How to generate IR so that the loop vectorizer can vectorize it

Hi,
I also posted this question on stack overflow

I can repeat it here:
I have generated LLVM IR code using an IRBuilder, and tried to run a LoopVectorizer on it, but it does not vectorize the code.

Here is my LLVM IR after the ModulePassManager has run on it:

; Function Attrs: argmemonly nofree norecurse nosync nounwind
define void @batch_function_0(ptr nocapture readonly %parameters, ptr nocapture readnone %series, ptr nocapture %state_vars, ptr nocapture readnone %solver_workspace, ptr nocapture readnone %date_time, double %fractional_step) local_unnamed_addr #1 {
entry:
  br label %loop

loop:                                             ; preds = %loop, %entry
  %index = phi i64 [ 0, %entry ], [ %next_iter, %loop ]
  %subtemp = add nuw nsw i64 %index, -100
  %var_ptr = getelementptr double, ptr %state_vars, i64 %subtemp
  %var = load double, ptr %var_ptr, align 8
  %addtemp = add nuw nsw i64 %index, 2
  %par_ptr = getelementptr double, ptr %parameters, i64 %addtemp
  %par = load double, ptr %par_ptr, align 8
  %fmultemp = fmul fast double %par, %var
  %var_ptr1 = getelementptr double, ptr %state_vars, i64 %index
  store double %fmultemp, ptr %var_ptr1, align 8
  %next_iter = add nuw nsw i64 %index, 1
  %loopcond.not = icmp eq i64 %next_iter, 100
  br i1 %loopcond.not, label %afterloop, label %loop

afterloop:                                        ; preds = %loop
  ret void
}

attributes #1 = { argmemonly nofree norecurse nosync nounwind }

Here is how I set up the optimization passes:

llvm::LoopAnalysisManager     lam;
llvm::FunctionAnalysisManager fam;
llvm::CGSCCAnalysisManager    cgam;
llvm::ModuleAnalysisManager   mam;

llvm::PassBuilder pb;

pb.registerModuleAnalyses(mam);
pb.registerCGSCCAnalyses(cgam);
pb.registerFunctionAnalyses(fam);
pb.registerLoopAnalyses(lam);
pb.crossRegisterProxies(lam, fam, cgam, mam);

llvm::ModulePassManager mpm = pb.buildPerModuleDefaultPipeline(llvm::OptimizationLevel::O2);

mpm.addPass(llvm::createModuleToFunctionPassAdaptor(llvm::LoopVectorizePass()));

mpm.run(*data->module, mam);

What else do I need to do in order to get it to vectorize the loop?

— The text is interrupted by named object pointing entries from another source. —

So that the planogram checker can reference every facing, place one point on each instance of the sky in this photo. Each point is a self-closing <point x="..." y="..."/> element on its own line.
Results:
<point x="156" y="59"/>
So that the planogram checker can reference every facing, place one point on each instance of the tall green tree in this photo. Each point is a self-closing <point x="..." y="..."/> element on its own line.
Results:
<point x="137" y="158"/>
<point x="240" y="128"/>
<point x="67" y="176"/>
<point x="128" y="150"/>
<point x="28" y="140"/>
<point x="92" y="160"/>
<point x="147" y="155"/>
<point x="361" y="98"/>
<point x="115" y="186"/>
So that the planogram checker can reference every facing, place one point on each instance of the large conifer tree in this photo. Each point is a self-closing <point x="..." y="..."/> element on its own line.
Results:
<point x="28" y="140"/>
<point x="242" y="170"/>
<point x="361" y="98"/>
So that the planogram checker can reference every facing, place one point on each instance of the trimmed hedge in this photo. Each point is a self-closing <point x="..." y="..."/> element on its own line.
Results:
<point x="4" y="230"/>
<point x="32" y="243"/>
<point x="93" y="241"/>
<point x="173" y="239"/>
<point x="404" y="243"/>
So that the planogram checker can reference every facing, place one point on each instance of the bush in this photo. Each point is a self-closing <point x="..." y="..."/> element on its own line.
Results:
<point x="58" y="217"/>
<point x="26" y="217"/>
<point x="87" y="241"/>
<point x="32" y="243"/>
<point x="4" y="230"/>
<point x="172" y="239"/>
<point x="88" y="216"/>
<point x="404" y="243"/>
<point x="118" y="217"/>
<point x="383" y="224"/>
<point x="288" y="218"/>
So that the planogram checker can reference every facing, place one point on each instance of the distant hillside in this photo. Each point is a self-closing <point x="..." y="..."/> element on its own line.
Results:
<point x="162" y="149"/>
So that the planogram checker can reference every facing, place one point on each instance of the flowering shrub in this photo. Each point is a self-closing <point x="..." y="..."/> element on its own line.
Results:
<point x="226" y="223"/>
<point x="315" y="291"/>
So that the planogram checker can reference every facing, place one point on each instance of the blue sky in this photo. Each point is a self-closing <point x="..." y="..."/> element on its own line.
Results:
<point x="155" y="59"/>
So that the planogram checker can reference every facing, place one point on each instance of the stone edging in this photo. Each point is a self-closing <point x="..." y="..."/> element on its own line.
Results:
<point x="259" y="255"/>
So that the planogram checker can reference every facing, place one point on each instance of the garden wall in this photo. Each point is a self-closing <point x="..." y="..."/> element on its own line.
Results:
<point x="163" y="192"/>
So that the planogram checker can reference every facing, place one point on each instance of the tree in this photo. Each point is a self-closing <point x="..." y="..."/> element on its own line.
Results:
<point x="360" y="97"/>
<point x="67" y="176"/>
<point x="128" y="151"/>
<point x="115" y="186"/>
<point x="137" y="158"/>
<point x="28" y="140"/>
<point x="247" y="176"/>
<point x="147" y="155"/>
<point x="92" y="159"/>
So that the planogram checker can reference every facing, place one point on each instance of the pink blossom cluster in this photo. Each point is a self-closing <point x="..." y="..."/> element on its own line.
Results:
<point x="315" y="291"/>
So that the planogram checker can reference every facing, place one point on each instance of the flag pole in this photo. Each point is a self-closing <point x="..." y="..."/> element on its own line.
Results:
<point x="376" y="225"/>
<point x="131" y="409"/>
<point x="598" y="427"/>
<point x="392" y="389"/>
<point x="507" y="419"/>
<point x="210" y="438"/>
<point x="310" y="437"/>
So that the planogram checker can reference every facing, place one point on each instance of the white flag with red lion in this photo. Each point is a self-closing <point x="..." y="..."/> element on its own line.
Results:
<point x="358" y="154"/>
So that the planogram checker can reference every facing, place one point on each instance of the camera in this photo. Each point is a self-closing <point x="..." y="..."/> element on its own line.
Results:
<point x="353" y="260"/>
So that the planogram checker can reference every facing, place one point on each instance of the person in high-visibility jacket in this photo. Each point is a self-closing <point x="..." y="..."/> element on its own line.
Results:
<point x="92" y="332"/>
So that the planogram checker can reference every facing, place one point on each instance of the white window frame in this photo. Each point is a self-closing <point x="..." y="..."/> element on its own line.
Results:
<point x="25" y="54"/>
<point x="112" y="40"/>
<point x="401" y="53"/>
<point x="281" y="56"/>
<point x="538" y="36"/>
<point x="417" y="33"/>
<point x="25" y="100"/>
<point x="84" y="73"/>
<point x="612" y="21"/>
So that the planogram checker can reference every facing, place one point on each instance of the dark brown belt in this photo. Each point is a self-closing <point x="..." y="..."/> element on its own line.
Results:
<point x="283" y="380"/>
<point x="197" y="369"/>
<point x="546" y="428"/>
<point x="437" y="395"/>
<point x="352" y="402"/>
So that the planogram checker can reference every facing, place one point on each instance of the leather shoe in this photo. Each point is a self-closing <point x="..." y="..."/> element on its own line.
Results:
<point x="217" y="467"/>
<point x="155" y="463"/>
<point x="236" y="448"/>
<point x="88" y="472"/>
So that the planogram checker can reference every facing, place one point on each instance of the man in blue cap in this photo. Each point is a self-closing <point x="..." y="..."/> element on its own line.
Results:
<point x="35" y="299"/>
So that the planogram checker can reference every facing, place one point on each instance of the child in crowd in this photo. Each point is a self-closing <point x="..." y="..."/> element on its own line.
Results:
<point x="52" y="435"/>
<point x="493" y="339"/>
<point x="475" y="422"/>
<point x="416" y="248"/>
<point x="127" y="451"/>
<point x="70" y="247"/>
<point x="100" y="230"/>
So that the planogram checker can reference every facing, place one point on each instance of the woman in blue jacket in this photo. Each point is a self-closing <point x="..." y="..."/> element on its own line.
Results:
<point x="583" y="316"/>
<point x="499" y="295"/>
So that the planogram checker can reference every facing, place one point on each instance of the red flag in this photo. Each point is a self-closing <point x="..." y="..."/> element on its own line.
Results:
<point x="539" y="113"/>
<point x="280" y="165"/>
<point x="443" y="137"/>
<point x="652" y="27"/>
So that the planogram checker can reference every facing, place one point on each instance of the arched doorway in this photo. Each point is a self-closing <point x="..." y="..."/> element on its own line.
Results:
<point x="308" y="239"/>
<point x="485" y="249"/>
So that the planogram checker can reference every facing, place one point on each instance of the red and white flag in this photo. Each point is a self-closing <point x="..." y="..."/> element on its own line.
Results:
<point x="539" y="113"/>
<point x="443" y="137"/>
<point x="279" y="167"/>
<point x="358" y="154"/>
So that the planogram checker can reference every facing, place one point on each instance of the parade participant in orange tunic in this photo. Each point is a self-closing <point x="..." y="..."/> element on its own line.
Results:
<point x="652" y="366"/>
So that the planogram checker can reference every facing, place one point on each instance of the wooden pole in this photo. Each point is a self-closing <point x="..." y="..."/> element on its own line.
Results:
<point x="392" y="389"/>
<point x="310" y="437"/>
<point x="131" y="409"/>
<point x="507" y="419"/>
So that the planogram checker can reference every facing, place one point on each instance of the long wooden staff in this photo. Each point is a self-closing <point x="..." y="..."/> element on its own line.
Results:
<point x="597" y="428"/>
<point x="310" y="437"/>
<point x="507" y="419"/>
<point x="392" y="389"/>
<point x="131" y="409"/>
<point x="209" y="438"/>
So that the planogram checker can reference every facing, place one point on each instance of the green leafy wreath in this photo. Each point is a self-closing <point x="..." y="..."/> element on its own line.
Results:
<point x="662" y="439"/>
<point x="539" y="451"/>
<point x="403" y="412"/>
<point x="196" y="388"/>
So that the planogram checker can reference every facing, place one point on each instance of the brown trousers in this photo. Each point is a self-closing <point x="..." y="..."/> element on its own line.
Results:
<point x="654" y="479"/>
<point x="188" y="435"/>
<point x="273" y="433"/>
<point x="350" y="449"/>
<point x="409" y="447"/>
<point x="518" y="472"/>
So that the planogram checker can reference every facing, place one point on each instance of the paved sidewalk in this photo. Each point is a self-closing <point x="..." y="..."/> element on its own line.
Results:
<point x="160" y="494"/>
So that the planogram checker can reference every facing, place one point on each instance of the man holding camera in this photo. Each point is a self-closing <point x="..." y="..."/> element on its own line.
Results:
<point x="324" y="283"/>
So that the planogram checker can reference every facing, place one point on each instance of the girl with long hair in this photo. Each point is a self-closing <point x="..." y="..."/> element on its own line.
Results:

For reference, the equivalent C++ function of what I try to represent in the IR would look something like this:

void
testfun(double *state_var, double *par) {
    for(int i = 0; i < 100; ++i) {
        state_var[i] = state_var[i-100]*par[i+2];
    }
}

This loop is vectorized by clang if I compile it with -O2.
(Note that this is only included as a comparison, I am not generating my original IR from C++)

I have also tried to put the noalias keyword on the arguments to the function in the IR, which is what clang does if you put the __restrict keyword in C++, but this still does not solve my problem.

As a followup, if I run

opt -loop-vectorize -force-vector-width=2 -S -o testiropt.txt testir.txt

I am able to get it to vectorize it, but I am not sure how I would set the force-vector-width option when I automatically generate the IR in my program. I am making a jit compiler, so I can’t use the command line tools. Do anybody know?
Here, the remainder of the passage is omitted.